Calories and Climate.

There are many seductive similarities between the problem of too many calories causing obesity, and too much fossil fuel causing global warming.
There are fundimental differences as well. I am well aware that some of the following comparisons stretch the metaphorical Youngs modulus well beyond the linear range.


But I want in this post to examine the parallels to be made between the consumption of sugar at the individual level and the consumption of fossil fuels at the global level of human activity.

2000BC-1500?
The history of sugar, in this context the refined forms extracted from the natural source, goes back several thousand years, but only as a rare and difficult product to obtain. Most people had only fruit and honey as sources of sugar. Historically fossil fuels were a rare commodity. Most people obtained energy from wood, dung or peat. Coal, collected or mined was a scarce and local resource.

1600-1900
About the same time coal was beginning to be mined and used much more extensively as an energy source, the production of sugar also expanded, with sugar cane plantations and newly improved extraction methods being adopted in western europe to meet a growing demand.
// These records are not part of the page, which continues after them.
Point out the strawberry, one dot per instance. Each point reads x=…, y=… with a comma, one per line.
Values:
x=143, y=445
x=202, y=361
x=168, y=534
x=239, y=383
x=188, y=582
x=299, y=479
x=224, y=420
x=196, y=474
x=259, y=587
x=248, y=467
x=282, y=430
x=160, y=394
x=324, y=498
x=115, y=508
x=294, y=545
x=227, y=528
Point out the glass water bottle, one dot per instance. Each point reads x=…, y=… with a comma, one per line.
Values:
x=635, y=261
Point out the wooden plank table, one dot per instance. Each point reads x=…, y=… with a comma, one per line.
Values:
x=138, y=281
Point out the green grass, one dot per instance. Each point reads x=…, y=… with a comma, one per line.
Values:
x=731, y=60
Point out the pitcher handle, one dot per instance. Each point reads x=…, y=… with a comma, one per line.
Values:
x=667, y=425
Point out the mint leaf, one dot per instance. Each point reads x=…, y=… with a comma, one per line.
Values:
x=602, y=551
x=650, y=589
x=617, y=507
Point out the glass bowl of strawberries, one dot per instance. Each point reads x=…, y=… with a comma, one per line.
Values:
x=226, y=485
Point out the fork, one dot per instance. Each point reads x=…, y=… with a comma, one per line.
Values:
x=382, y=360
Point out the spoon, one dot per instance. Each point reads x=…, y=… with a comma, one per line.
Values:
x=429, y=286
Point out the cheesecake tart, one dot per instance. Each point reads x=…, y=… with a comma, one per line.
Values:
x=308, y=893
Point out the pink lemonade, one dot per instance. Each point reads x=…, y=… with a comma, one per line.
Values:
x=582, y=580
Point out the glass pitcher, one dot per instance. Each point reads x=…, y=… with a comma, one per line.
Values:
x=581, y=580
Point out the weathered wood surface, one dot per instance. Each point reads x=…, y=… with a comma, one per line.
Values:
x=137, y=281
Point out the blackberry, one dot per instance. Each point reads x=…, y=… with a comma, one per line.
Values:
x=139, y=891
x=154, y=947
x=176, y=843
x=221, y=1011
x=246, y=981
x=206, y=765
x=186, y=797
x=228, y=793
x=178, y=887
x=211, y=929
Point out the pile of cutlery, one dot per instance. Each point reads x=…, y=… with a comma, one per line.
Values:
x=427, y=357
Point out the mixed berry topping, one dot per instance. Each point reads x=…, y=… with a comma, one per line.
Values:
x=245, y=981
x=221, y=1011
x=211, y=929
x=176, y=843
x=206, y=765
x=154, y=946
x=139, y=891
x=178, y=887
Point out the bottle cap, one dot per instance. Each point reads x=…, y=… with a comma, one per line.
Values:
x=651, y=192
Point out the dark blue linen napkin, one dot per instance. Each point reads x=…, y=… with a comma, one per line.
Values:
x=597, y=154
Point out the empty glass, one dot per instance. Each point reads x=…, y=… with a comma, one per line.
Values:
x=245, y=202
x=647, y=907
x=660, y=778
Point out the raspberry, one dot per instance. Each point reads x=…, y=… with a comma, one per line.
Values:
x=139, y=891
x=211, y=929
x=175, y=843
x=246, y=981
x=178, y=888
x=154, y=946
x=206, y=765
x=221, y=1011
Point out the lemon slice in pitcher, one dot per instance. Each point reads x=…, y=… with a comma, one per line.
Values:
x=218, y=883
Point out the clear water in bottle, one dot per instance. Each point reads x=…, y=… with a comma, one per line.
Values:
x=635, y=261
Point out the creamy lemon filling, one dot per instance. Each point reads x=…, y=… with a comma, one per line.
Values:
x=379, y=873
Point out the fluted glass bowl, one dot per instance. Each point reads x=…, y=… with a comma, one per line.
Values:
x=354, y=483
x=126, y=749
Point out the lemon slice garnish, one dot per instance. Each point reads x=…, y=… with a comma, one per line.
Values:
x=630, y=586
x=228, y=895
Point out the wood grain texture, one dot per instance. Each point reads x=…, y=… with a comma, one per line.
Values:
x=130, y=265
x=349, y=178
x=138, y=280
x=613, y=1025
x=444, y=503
The use of fossil fuels to power our growing industrial base runs in tandem with the vast increase in the production and consumption of refined sugars in the human diet providing the energy for our daily activities.

1950s->
For fossil fuels, the extraction of oil and the expansion of its use in engines and turbines drove the explosive growth in its use at the turn of the last century and again in the 1950s after WW2. Sugar followed a similar pattern. Better refining methods and sugar beet as a source expanded production, then in the 1950s the industrial conversion of corn to corn syrup,a fifty-fifty mix of glucose and fructose sugars again pushed the production and consumption of refined sugars up significantly.


The popularity of refined sugar is not hard to understand. It tastes nice. Humans are biologically wired to detect and enjoy sugar because it is an indicator of easy calories. But its attraction for the industrial business of food production that has grown up to meet the needs of very large populations living in high density urban environments is even greater. Here is a cheap product, delivering more energy per unit price to the consumer than any other food. And it is stable, concentrated and easy to incorporate into a variety of products.
Fossil fuels are also a cheap, easy to use form of energy that people are keen to consume. Given the need for a certain amount of energy just to carry out the average daily life in a modern western society, sugar and fossil fuels are a necessity. Nothing competes on price of convenience.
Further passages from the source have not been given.